• As previously reported on this blog, the Agriculture Improvement Act (also known as “the 2018 Farm Bill”) removed hemp from the Controlled Substances Act, which means it is no longer an illegal substance under federal law.  However, the 2018 Farm Bill does not affect FDA’s authority to regulate derivatives of cannabis (e.g., CBD) or other hemp products, or change the regulatory requirements for such materials in FDA-regulated products like food, dietary supplements, cosmetics, or drugs.  As previously mentioned, FDA released a statement clarifying their position on the use of cannabis or cannabis-derived compounds in food and dietary supplements.  In sum, it is still illegal to sell a food or dietary supplement that contains added CBD or THC in interstate commerce.
  • In a January 15, 2019 letter to FDA Commissioner Scott Gottlieb, Senators Ron Wyden (D-OR) and Jeff Merkely (D-OR) urged the Commissioner to update federal regulations governing the use of certain hemp-derived ingredients in food, beverages, and dietary supplements. The Senators state that “outdated regulations limits producers from taking full advantage of the industrial hemp market by, for example, prohibiting food products containing CBD from being sold across state lines.”  The Senators note there has been increasing widespread public interest in the production and use of CBD, and that farmers in both Oregon and nationwide are poised to make substantial economic gains should the regulations be updated.
  • As of the time of this blog’s publication, the government has been partially shutdown for 33 days.
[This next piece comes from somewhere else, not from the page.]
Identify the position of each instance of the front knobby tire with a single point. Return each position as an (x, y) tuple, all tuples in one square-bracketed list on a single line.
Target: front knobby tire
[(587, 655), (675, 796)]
The Senators recognize that FDA is therefore operating with limited staff, and thus conclude the letter with a request for FDA’s response to the following set of questions within 30 calendar days of the government reopening:
  1. What steps are the agency advancing to clarify to the public the authority the agency has in the production and marketing of hemp, specifically Cannabis sativa L. and its derivatives?
  2. What lawful pathways are currently available for those who seek approval to introduce Cannabis sativa L. and its derivatives as a food, beverages or dietary supplement, including into interstate commerce?
  3. Are there circumstances in which Cannabis sativa L. and its derivatives may be permitted as a food, beverages or dietary supplement by the agency?
  4. With the agency consider issuing a regulation, or pursuing a process, that would allow Cannabis sativa L. and its derivatives in food, beverages or dietary supplements that cross state lines?